Now that we have that out of the way, let's talk about being reasonable. You cannot be perfect, but you can be reasonable. A reasonable parent:

  • Tries hard and cares.
  • Works hard to model the behavior she'd like to see in her kids.
  • Sets her expectations and disciplinary goals for herself, and for her family, at reasonable, realistic levels.
  • Defines reasonable limits for her children's behavior.
  • Identifies and discusses natural consequences that occur and provides reasonable, logical consequences when things go wrong.
  • Is reasonably consistent about it.
  • Understands that change takes time, and gives herself and her kids a break.
  • You, the Gentle Giant

    The word discipline often calls up for me the image of a woman with a bullwhip, a man with a belt, a fierce, mean face, and a couple of terrified children, afraid to squeak for fear of “getting it.” Okay, we know that discipline means “teaching,” and we know that teaching works best when kids want to learn. Since kids learn best when they are engaged, active, and having fun, dump the attitude and join the learning! You can be fun, and you can be a disciplinarian. Correction is correction without the screams. You're not being lenient when you're gentle and kind, you're imparting knowledge in the most effective way. And it's a lot easier on your blood pressure.

    No matter what style you begin with, you can change and become more gentle, stronger. The first step is becoming aware of how you treat your children when you are angry at them. Try the following:

  • Take a deep breath and cool down before you leap into telling your kids why you're mad at their behavior.
  • Remind yourself you don't have to look or act angry to get results.

Remember, It's Funny!

Humor is a big part of reasonable parenting, and of positive discipline, for a few reasons:

  • Laughter breaks the tension.
  • Humor is a good way to deal with stress (it's better to laugh than to scream).
  • Teasing and sarcasm don't count as reasonable. Be gentle.
  • You don't have to impose your limits and consequences with a heavy hand and a heavy heart. Actually, being too heavy can often work against you (who wants to listen or learn from a mean, grumpy horrible person?).

Just because you're laughing or smiling doesn't mean you're not taking something seriously. Humor is a great way to keep a sense of perspective about things—really now, on a scale of one to 10 of terrible behavior (with 10 resulting in doing time in San Quentin for assault and murder), blowing milk out your nose barely counts at all! Laughing may sometimes be unavoidable—don't worry, you can laugh and still correct your child.

Quantity Time, Quality Energy

Discipline is your parenting style in action. Remember that old debate about quality time versus quantity time? This just in: Both matter. You really need at least some quantity to achieve quality. If, on the other hand, you are together with your child all the time but never pay attention, there's no quality to your quantity. Arghhh! It's an issue of balance. I'm beginning to think it's all an issue of balance!

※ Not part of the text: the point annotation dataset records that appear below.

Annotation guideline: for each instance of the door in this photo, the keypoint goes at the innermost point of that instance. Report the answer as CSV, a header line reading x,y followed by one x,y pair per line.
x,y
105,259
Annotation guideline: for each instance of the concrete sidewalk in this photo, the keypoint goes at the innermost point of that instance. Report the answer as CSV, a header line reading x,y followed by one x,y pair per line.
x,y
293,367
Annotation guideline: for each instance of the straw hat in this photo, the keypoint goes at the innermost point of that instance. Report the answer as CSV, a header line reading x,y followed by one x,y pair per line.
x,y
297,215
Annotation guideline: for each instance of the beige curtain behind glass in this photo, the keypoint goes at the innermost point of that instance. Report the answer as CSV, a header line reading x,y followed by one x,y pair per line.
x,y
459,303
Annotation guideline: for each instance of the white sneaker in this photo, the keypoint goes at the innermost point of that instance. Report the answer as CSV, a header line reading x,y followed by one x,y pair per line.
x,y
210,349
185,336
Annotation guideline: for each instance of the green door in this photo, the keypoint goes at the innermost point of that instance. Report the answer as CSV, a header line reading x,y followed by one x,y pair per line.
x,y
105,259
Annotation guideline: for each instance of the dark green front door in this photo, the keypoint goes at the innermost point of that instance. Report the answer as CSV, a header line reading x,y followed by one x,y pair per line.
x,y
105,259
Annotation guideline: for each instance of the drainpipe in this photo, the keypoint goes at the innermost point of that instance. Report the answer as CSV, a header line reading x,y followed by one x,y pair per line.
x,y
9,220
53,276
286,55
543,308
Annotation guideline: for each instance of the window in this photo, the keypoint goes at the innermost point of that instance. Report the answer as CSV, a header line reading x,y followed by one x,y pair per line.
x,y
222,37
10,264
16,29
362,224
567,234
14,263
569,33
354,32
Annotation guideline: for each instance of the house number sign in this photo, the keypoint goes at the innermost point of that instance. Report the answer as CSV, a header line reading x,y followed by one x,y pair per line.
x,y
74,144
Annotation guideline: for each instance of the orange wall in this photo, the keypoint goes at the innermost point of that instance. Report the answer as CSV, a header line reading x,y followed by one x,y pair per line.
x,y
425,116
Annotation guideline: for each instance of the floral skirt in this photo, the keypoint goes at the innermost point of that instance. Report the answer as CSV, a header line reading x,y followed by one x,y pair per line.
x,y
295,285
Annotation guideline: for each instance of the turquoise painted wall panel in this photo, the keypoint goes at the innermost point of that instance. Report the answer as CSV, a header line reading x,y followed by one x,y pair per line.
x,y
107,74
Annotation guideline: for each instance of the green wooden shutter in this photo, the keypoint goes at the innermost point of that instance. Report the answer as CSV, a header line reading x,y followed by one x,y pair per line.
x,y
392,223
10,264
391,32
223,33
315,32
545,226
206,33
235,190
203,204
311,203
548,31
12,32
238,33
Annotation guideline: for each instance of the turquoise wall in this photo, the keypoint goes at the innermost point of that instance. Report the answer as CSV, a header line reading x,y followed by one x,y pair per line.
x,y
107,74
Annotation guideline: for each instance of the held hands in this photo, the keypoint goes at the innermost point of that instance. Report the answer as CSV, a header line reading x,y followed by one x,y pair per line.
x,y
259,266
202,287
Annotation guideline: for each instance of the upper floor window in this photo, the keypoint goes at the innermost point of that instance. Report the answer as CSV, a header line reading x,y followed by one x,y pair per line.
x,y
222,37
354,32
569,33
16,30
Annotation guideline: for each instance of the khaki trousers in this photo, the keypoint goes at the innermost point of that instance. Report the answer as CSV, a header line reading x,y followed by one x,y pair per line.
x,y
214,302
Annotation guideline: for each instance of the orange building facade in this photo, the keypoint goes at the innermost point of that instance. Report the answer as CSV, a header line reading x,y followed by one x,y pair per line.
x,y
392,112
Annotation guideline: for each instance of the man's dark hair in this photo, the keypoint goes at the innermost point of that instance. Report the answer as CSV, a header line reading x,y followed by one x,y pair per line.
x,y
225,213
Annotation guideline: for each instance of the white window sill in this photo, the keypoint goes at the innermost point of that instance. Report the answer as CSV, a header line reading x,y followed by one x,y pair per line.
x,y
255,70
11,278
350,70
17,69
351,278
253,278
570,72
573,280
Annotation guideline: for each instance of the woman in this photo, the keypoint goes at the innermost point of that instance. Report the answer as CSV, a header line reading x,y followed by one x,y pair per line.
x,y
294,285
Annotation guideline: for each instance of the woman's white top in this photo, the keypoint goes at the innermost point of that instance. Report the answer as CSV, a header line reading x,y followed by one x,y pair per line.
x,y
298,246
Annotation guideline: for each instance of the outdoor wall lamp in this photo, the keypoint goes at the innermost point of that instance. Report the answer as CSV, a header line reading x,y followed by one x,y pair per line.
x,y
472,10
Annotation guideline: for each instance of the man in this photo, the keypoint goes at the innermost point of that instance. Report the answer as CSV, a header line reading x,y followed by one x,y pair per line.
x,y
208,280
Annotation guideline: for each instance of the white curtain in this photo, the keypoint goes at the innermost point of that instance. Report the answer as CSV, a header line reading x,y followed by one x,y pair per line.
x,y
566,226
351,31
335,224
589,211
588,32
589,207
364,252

How can you get both quality and quantity into your busy life? It's not always easy. This is an insane time for most parents, and your schedule is probably stretched thin as it is. Don't waste valuable time feeling guilty: Prioritize! The more quality time you have in your life, the easier it will be to predict trouble.

  • Take an hour of your usual TV watching time to spend with your child (turn that set off!)
  • Include your child in your day-to-day errand running (keeping in mind your individual child's errand tolerance level—some like errands, some tolerate one, some three, and some hate them all). Use the transportation time to chat.
  • Instead of listening to the news, the traffic update, and music in the car, turn the radio off and listen to each other.

Let Your Child Do It

The strong, reasonable, gentle parent teaches self-reliance by expecting self-reliance and competence, and by letting children make mistakes. Trust that your child can do it. Show your trust, encourage progress, and don't “rescue” your child! If you constantly step in to save the day when a child is in a minor jam, he won't learn how to work his way out of his own problems. Sometimes this means letting small mistakes and minor disappointments happen. They're learning experiences. (Hey, I'm not saying abandon your baby to the wolves—just teach him how to avoid wolves, and then watch him do it, standing by in case of disaster.)

The Loving Parent

The most important aspect of being a strong and reasonable parent is showing unconditional love for your child. There's a tight correlation for children between experiencing unconditional parental love, and having a sense of self-respect. Unconditional love is loving a child for who she is no matter what she does or how well she succeeds in life. This kind of love promotes self-acceptance and self-confidence. The child who knows she's loved, who is encouraged, and who has experiences of mastery and success, will grow to respect and cherish herself. She'll have the tools to make positive choices all through life.